After I changed into a tee shirt and sweatpants and poured my usual glass of wine, I started going through the mail. I had been avoiding my mailbox like the plague since I’d gotten that communiqué from Ravenette and tonight the weirdness continued: in with the unwanted magazines, newsletters and other junk was an expensive-looking ivory-colored envelope with my name and address typed on the front. I don’t generally get anything addressed to me, personally, on fancy stationery, so once I realized that the return address appeared to be from a law firm I knew, instinctively, this couldn’t be good news.

And I was right. There was a letter inside, typed on the same heavy, ivory-colored stock, but I had to read it twice to grasp what it said because the message was so . . . well, bizarre. Crazy. I mean, the language wasn’t crazy—just the opposite; it was clipped, precise and to the point—but the message was decidedly outrageous.
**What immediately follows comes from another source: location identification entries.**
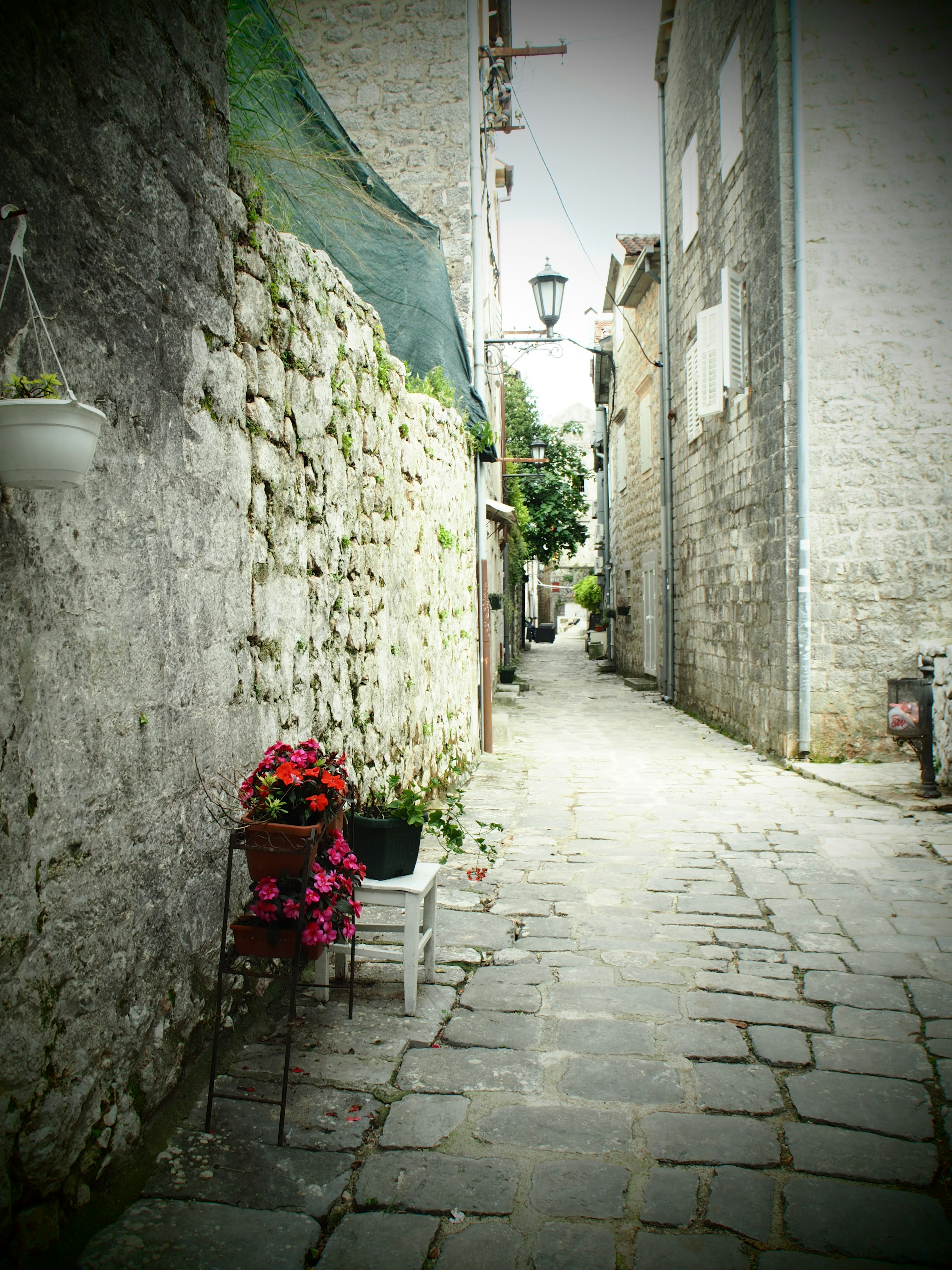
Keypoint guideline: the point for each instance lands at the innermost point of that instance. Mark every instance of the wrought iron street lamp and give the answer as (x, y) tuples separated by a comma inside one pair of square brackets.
[(548, 291)]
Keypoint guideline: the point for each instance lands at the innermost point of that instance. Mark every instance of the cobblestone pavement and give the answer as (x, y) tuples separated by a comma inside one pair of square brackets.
[(699, 1016)]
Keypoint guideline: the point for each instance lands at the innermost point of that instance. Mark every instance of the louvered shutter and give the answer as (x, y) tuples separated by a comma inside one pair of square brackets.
[(710, 362), (694, 425), (733, 324), (732, 96), (645, 429)]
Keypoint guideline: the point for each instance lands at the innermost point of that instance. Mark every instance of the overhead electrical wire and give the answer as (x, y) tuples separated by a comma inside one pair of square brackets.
[(559, 196)]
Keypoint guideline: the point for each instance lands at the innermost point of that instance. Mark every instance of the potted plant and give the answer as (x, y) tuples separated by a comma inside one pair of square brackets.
[(387, 836), (294, 792), (46, 441), (272, 919)]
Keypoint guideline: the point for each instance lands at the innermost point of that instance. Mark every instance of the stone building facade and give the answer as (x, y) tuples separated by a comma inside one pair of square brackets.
[(276, 540), (634, 463), (880, 440)]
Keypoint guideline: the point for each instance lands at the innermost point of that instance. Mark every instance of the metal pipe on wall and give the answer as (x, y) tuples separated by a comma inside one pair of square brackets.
[(666, 430), (804, 616), (479, 359)]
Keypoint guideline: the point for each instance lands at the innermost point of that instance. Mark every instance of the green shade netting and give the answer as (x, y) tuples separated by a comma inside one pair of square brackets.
[(330, 197)]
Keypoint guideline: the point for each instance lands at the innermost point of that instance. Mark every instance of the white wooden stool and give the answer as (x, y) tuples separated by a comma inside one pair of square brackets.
[(417, 895)]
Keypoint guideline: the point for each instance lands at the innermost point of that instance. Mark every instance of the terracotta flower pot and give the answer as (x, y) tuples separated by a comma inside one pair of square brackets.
[(253, 942), (281, 846)]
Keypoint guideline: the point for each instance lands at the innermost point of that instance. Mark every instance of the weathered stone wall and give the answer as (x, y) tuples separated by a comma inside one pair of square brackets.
[(230, 572), (636, 511), (397, 78), (736, 486), (879, 139)]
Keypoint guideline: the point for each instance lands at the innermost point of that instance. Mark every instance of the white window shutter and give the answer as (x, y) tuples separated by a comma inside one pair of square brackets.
[(733, 324), (645, 429), (694, 421), (690, 193), (710, 362), (732, 95)]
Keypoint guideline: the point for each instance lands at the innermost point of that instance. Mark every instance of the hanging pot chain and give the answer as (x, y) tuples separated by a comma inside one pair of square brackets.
[(35, 313)]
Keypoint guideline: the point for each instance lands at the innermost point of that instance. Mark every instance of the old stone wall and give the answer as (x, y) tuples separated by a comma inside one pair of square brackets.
[(275, 540), (879, 139), (635, 508), (397, 78), (734, 486)]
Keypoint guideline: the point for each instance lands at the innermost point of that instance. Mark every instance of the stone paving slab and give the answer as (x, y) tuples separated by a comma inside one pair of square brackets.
[(873, 1057), (492, 1029), (819, 1149), (686, 1139), (570, 1246), (488, 1245), (742, 1201), (399, 1241), (838, 1217), (786, 1014), (688, 1253), (898, 1108), (460, 1071), (176, 1235), (557, 1128), (318, 1119), (423, 1119), (671, 1197), (252, 1175), (436, 1183)]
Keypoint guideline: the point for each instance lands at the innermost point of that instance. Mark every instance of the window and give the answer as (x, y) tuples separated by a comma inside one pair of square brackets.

It was from a law firm called Robinson and Reynolds and the letter was signed by someone named Henry Robinson, Esq., writing in his capacity as counsel for Raymond Gilmartin, who was referred to as the “Chairman of the Board of the Religious Technology Center of the Blue Awareness.” After imparting this information, the letter went on to say that it had recently come to the attention of Mr. Gilmartin that I was in possession of a Blue Box. Blue Boxes, Henry Robinson, Esq., stated, were religious, i.e., “devotional” items sacred to the Blue Awareness and, as such, should be returned to the church, specifically to Mr. Gilmartin, who in the second reference to his exalted personage, was described as the “paramount ecclesiastical authority” of the Blue Awareness. This return of said devotional item should be carried out, stated Mr. Robinson, “forthwith.”

The letter seemed so ridiculous to me that my first reaction was just to stuff it in the garbage and forget about it. To begin with, what I had was not really a Blue Box. Further, what were they going to do if I did not—forthwith—get in touch with Mr. Robinson and arrange for the handover of this sacred item? That is, if I could even find it.

I got up off the couch and went into my bedroom, where I rummaged around in my closet for a while. Somewhere in the back, I found what I was looking for: a battered old valise with leather straps that had once belonged to my father. Inside were the few things I always wanted to keep, but had no real use for, including some costume jewelry of my mother’s, a couple of photo albums, and assorted other mementos—including the “toy” that I had taken from Avi’s apartment after he died. The supposed Blue Box. Since I had never explained to Ravenette how I happened to have this device—and since she was obviously the person who had reported to the Chairman of the Board of the Religious Technology Center of the Blue Awareness, and/or his representatives, that I had a Blue Box—she must have really believed the accusation she’d leveled at me: that I had somehow stolen the thing or otherwise acquired it in some devious manner. I still didn’t think it was any of her business, but I also had the feeling that the only way I was going to stop her and the chairman from hounding me about this was to write back to Mr. Robinson and explain to him that I was not in possession of a sacred religious object but rather, as I now knew, a simple electronic device that my uncle had built himself.